Curtis LaForche est un américain banal de l’Amérique profonde. Il fore des trous dans une carrière, sa femme, Samantha, brode et vend ses créations au marché, sa petite fille Hannah, sourde et muette, communique difficilement par le langage des signes. Brusquement Curtis se met à faire des cauchemars qui commencent tous par l’arrivée d’une tornade dont pleuvent des gouttes huileuses et se terminent avec un membre de sa famille.

 

Comment ses rêves vont-ils impacter la vie professionnelle de Curtis ? Y a-t-il un lien avec la maladie de sa mère, diagnostiquée à 30 ans avec une schizophrénie paranoïaque ? L’abri anti-tornade rouillant au fond du jardin protégerait-il efficacement la famille si une tempête exceptionnelle frappait la région ?

 

L’atmosphère angoisse gentiment le spectateur et l’amène à partager une part des troubles de Curtis.

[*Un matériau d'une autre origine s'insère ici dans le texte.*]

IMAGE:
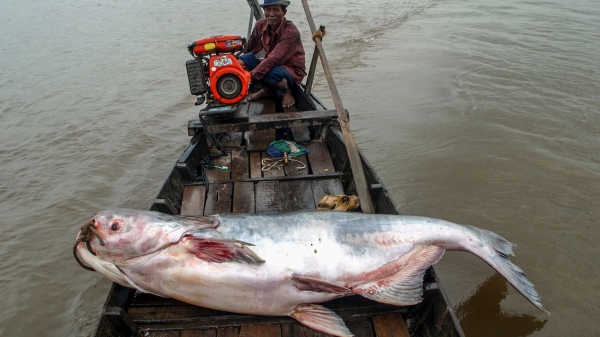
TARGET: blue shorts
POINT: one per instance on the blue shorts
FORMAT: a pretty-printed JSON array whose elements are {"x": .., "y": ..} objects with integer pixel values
[{"x": 275, "y": 75}]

Le film s’attarde sur les interactions avec la famille, les amis, les relations et même les médecins et psychologues. La mise en scène et la photo mettent parfaitement l’histoire en valeur.

 

Ce film s’auréole de multiples critiques à la limite du dithyrambe ; elles exaltent l’allégorie de notre société en crise. Je n’ajouterai pas ma voix au concert de louanges. Je m’y suis ennuyé un peu, j’ai trouvé que la musique soulignait parfois très outrageusement les moments se voulant angoissant. Quant à la fin … bof.

 

Ce n’est pas de mon humble point de vue un mauvais film, en fait pourquoi pas si on n’a pas envie de voir autre chose.